Province offers libraries another 'one-time' payment
Jean Laroche | CBC News | Posted: February 21, 2018 6:00 PM | Last Updated: February 21, 2018
Library boards to receive $474,000 to 'alleviate some of the pressures' they are facing
Libraries struggling to keep their doors open are going to get another "one-time," three per cent budget increase, according to Tracey Taweel, the deputy minister of Communities, Culture and Heritage.
The top bureaucrat revealed the budget top-up to members of the Nova Scotia Legislature's public accounts committee on Wednesday.
"I can tell you and your colleague that libraries will be receiving an additional sum of money within this fiscal year — $474,000," Taweel told NDP MLA Lisa Roberts.
Roberts had asked a question about a lack of adequate funding that forced the Cumberland County Library System to cut back hours.
"They received word of that yesterday," said Taweel. "That will alleviate some of the pressures and hopefully will alleviate the pressure that Cumberland particularly were facing."
Funding formula to be updated
The provincial government wants to change the current per capita funding model, which has capped operating budgets at $14.4 million for "a number of years."
"With the changing demographics and how people moving around it's creating challenges for them to fund on a per capita basis so we need to look at what are the core services that libraries are providing and how do we properly fund those core services," she told reporters after the meeting.

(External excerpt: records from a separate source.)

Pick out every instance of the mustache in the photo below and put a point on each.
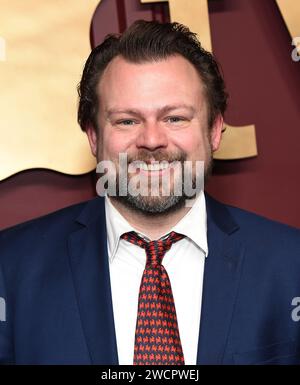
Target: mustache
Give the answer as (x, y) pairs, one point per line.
(157, 156)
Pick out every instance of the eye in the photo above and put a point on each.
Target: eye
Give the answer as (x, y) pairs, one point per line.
(126, 122)
(175, 119)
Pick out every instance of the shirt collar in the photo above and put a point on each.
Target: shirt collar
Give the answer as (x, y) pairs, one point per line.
(193, 225)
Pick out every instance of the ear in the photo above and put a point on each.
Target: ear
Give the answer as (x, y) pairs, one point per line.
(216, 132)
(93, 139)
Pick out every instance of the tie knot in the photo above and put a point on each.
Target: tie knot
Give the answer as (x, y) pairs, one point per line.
(155, 250)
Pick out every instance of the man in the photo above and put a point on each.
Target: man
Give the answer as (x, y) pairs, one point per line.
(151, 278)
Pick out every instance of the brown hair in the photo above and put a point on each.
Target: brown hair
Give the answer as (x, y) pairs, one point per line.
(146, 41)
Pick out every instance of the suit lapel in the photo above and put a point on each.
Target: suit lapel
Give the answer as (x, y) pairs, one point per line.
(90, 269)
(220, 285)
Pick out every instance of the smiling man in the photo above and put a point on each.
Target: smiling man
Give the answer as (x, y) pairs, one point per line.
(159, 275)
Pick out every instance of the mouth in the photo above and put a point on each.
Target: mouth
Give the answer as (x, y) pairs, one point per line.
(153, 168)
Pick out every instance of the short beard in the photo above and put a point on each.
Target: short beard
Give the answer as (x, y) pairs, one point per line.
(161, 205)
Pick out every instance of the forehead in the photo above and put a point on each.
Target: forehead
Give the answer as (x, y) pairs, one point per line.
(169, 81)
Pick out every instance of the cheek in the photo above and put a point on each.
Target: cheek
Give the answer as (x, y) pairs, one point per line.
(192, 144)
(114, 143)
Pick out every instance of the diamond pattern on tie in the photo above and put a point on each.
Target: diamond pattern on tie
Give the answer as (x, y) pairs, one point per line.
(157, 339)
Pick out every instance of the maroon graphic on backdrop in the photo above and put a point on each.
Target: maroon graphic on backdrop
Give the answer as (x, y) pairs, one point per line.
(251, 42)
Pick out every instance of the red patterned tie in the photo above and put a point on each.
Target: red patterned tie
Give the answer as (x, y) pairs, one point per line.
(157, 339)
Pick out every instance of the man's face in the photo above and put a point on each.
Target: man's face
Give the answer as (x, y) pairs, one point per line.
(153, 112)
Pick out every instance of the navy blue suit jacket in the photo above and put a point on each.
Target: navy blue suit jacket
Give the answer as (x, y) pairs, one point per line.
(54, 278)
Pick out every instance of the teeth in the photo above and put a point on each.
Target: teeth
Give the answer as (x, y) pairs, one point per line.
(153, 166)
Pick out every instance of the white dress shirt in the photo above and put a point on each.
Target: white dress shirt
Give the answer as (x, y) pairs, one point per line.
(184, 263)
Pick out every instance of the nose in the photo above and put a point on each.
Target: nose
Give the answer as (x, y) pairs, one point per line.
(152, 137)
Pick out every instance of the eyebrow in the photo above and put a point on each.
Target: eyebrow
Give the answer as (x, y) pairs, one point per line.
(161, 111)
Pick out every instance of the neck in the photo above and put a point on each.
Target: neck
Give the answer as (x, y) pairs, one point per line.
(153, 226)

Taweel said those discussions are ongoing and should result in a new formula "sometime later this year."
The $474,000 is meant to help libraries bridge their finances until that new formula is in place.
Libraries received a similar "one-time" funding boost during the last budget year.
Chief librarian relieved
Denise Corey, chief librarian at Cumberland Public Libraries, said news her library would be getting the same amount of money as it did last year lifts a huge weight off her shoulders.
"It means to us that we are not going to have to make cuts to our library hours, I'm not going to have to reduce people's hours that they're going to work, we're able to maintain our service level as it is now to our patrons," said Corey.
Corey, who has been chief librarian for five years, said she is concerned about the government's desire to change the current per capita funding model.
"I'm maybe more pessimistic than I need to be," said Corey, "just because I've been looking at this funding situation and worrying and stressing about it."